Biritwum Nana-Kwadwo, Yikpotey Paul, Marfo Benjamin K, Odoom Samuel, Mensah Ernest O, Asiedu Odame, Alomatu Bright, Hervie Edward T, Yeboah Abednego, Ade Serge, Hinderaker Sven G, Reid Anthony, Takarinda Kudakwashe C, Koudou Benjamin, Koroma Joseph B
Neglected Tropical Diseases Programme, Ghana.
Family Health International (FHI360), P.O. Box 4033, Accra, Ghana.
Trans R Soc Trop Med Hyg. 2016 Dec 1;110(12):690-695. doi: 10.1093/trstmh/trx007.
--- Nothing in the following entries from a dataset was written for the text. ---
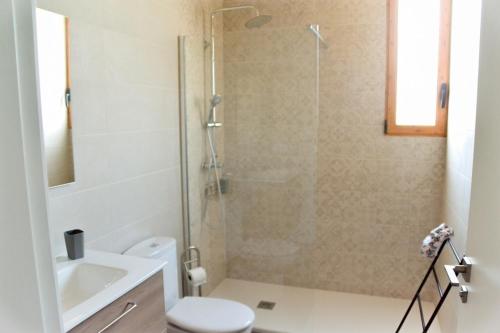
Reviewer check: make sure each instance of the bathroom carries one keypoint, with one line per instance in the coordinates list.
(265, 134)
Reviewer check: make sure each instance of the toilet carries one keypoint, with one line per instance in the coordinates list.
(192, 314)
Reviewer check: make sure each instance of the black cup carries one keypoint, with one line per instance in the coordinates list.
(74, 243)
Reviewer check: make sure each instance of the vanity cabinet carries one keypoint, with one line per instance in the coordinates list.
(140, 310)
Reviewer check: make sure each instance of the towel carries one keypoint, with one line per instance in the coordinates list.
(433, 241)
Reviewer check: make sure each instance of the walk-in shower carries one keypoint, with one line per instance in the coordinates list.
(304, 195)
(256, 21)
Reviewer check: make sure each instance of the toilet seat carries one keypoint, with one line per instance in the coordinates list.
(210, 315)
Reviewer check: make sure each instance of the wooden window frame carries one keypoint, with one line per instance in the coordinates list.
(440, 128)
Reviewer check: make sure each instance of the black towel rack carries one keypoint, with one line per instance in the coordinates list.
(464, 267)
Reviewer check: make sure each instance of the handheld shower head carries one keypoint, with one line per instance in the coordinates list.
(216, 100)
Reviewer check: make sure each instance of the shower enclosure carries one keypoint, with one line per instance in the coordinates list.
(250, 147)
(270, 131)
(289, 178)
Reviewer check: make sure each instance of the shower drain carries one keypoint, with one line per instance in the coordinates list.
(266, 305)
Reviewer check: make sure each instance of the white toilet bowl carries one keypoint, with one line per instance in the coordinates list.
(210, 315)
(192, 314)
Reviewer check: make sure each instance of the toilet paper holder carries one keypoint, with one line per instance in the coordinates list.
(190, 262)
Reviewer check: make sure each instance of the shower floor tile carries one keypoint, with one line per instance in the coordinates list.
(301, 310)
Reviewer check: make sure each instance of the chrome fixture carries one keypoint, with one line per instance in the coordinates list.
(189, 262)
(463, 268)
(314, 28)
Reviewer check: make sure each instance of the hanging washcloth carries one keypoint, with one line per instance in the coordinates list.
(433, 241)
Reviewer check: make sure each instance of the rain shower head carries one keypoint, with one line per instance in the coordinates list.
(258, 21)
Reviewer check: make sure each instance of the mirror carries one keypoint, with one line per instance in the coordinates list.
(55, 95)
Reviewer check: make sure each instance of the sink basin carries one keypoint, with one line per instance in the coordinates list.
(81, 281)
(90, 284)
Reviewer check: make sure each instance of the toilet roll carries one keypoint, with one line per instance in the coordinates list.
(197, 276)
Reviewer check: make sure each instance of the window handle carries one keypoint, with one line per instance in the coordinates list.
(444, 95)
(67, 97)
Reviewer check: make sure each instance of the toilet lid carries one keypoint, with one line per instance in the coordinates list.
(210, 315)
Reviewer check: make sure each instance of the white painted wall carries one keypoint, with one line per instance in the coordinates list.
(480, 314)
(466, 24)
(125, 105)
(27, 290)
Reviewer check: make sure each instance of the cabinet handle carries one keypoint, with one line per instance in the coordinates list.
(128, 308)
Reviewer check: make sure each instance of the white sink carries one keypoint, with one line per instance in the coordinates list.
(89, 284)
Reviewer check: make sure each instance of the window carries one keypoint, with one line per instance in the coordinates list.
(418, 67)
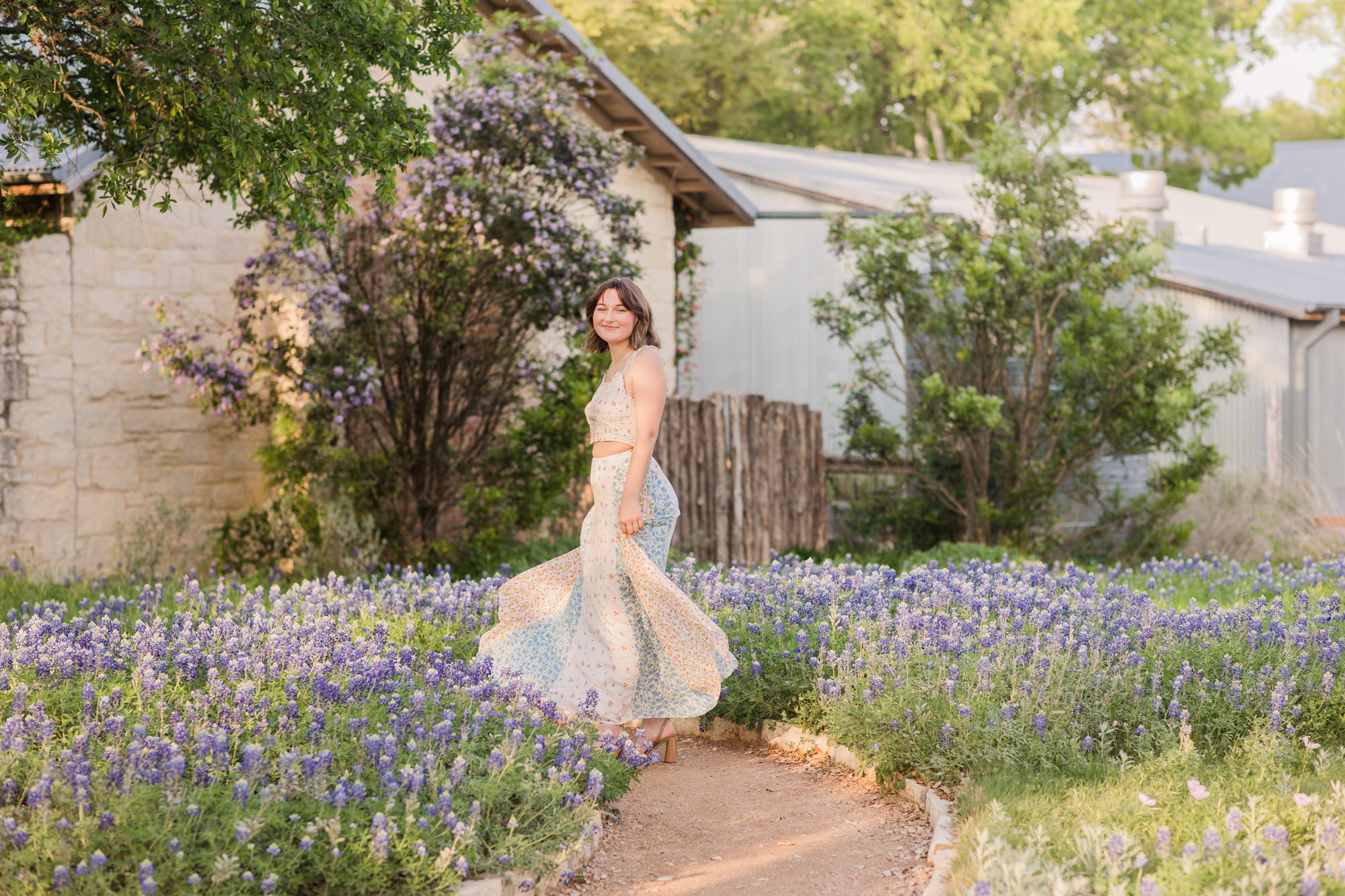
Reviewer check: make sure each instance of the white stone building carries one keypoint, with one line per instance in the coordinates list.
(89, 442)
Among the 216 districts in Ghana, 98 were declared endemic for lymphatic filariasis in 1999 after mapping. Pursuing the goal of elimination, WHO recommends annual treatment using mass drugs administration (MDA) for at least 5 years. MDA was started in the country in 2001 and reached national coverage in 2006. By 2014, 69 districts had 'stopped-MDA' (after passing the transmission assessment survey) while 29 others remained with persistent microfilaraemia (mf) prevalence (≥1%) despite more than 11 years of MDA and were classified as 'hotspots'.
An ecological study was carried out to compare baseline mf prevalence and anti-microfilaria interventions between hotspot and stopped-MDA districts.
Baseline mf prevalence was significantly higher in hotspots than stopped-MDA districts (p<0.001). After three years of MDA, there was a significant decrease in mf prevalence in hotspot districts, but it was still higher than in stopped-MDA districts. The number of MDA rounds was slightly higher in hotspot districts (p<0.001), but there were no differences in coverage of MDA or long-lasting-insecticide-treated nets.
The main difference in hotspots and stopped-MDA districts was a high baseline mf prevalence. This finding indicates that the recommended 5-6 rounds annual treatment may not achieve interruption of transmission.
在加纳的216个区中,1999年经排查后有98个区被宣布为淋巴丝虫病流行区。为实现消除目标,世界卫生组织建议采用群体药物给药(MDA)进行年度治疗,至少持续5年。该国于2001年开始实施MDA,并于2006年实现全国覆盖。到2014年,69个区已“停止MDA”(通过传播评估调查后),而另外29个区尽管进行了11年多的MDA,但微丝蚴血症(mf)患病率仍持续较高(≥1%),被归类为“热点地区”。
开展了一项生态学研究,以比较热点地区和停止MDA地区的基线mf患病率及抗微丝蚴干预措施。
热点地区的基线mf患病率显著高于停止MDA的地区(p<0.001)。经过三年的MDA,热点地区的mf患病率显著下降,但仍高于停止MDA的地区。热点地区的MDA轮次略多(p<0.001),但在MDA覆盖率或长效驱虫蚊帐覆盖率方面没有差异。
热点地区和停止MDA地区的主要差异在于基线mf患病率较高。这一发现表明,建议的每年5 - 6轮治疗可能无法实现传播阻断。